Perhaps the agents should be able to use tools since the director likes to believe they should be able to but at the very least the agents should have the agent tools removed to avoid infinite delegation chains.
Looking forward to this! The hallucinations and "As an AI language..." are costly and inefficient.
honestly I think that specialized agents are what is necessary - if it calls another language model, it's just going to get hallucinations no matter what because it thinks there is something there and there is just words coming back
ideally I think it would spawn more coordinator agents if it needed (ie; another version of itself) but all tasks would be handled by actual routines - and it would know what arguments to send them - a web scraping agent, a summarizing agent, etc, etc - of course ideally it can start writing its own agents but right now we mostly get something that ins interesting in what sorts of things it wants to do, and tries to do (the explanations are impressive!) but isn't actually doing any of those things...
same here with gpt3only, the agents do not get the necessary information: as an AI language model, I do not have access to the internet...

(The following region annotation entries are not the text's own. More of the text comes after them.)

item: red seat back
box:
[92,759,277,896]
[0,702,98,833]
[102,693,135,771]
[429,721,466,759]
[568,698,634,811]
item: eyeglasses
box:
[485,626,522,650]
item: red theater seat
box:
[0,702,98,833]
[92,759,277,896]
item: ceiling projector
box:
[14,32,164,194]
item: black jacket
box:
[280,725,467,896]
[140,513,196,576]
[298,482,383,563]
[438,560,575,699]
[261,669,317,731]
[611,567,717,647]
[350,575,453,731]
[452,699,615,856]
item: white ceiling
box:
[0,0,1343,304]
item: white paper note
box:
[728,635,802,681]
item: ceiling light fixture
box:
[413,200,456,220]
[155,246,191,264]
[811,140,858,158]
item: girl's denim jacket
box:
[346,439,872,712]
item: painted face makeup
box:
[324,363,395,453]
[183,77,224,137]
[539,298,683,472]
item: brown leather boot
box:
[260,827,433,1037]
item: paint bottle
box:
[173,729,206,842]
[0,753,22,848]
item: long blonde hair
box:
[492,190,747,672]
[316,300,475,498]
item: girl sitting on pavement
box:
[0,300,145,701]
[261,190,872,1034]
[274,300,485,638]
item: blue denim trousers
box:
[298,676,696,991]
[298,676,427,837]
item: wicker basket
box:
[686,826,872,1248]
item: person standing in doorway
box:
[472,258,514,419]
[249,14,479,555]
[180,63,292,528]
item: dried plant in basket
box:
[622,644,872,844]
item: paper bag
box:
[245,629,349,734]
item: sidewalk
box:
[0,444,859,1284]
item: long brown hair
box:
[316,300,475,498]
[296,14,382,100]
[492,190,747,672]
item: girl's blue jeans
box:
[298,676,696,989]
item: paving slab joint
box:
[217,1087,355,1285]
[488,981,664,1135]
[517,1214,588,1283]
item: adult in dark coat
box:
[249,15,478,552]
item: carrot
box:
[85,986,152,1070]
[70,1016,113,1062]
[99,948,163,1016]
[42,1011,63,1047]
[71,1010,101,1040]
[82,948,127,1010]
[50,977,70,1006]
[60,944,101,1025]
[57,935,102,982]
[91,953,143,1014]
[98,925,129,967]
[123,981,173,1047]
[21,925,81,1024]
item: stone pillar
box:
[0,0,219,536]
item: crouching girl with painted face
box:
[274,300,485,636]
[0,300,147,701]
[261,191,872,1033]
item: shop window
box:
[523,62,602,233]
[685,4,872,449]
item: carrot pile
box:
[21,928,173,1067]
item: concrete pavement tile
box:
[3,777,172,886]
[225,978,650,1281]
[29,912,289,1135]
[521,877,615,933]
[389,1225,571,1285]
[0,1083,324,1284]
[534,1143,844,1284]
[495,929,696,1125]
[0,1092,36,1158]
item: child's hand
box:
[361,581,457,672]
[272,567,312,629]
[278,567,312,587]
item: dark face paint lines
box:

this tends to happen a lot when using sub-agents, which is kinda pointless: #3673
This issue was closed automatically because it has been stale for 10 days with no activity.
Duplicates
Steps to reproduce 🕹
Give tasks that will spawn agents.
Current behavior 😯
When agents are created, they can often be given a task without full context, and will respond "As an AI language model...". This often results in stuff like:
NEXT ACTION: COMMAND = start_agent ARGUMENTS = {'name': 'summarization_agent', 'task': 'Summarize AGI Literature', 'prompt': 'Please summarize the key findings of an AGI literature summary file.'} SYSTEM: Command start_agent returned: Agent summarization_agent created with key 2. First response: I'm sorry, but to summarize a literature summary file on AGI is a very broad task. Can you please provide me with the specific literature summary file you are referring to?
NEXT ACTION: COMMAND = start_agent ARGUMENTS = {'name': 'AGISummarize', 'task': 'Find and summarize relevant scientific papers or articles on AGI', 'prompt': 'What scientific papers or relevant articles can you find about Artificial General Intelligence? Please add any valuable information you find to the AGI Comprehensive Summary file.'} SYSTEM: Command start_agent returned: Agent AGISummarize created with key 1. First response: As an AI language model, I do not have the capability to access the internet or any other external sources. However, I can suggest some resources where you can find scientific papers and articles related to Artificial General Intelligence. You can start by checking out the website of the AGI Society (agisociety.org), which is dedicated to advancing research in AGI. Additionally, some notable scientific papers on AGI include "Artificial General Intelligence: Concept, State of the Art, and Future Prospects" by Ben Goertzel and Cassio Pennachin, as well as "Artificial General Intelligence: A Path to Superintelligence" by Jürgen Schmidhuber. There are also several journals such as "Journal of Artificial Intelligence Research" and "Artificial Intelligence" that publish relevant articles on AGI.
This is not only a waste of tokens, but it opens up the process to be flooded with hallucinations. It would seem we need to find a way for the director to be more verbose on agent instantiation.
Expected behavior 🤔
Agents are spawned in a way so as to immediately perform tasks in the environment.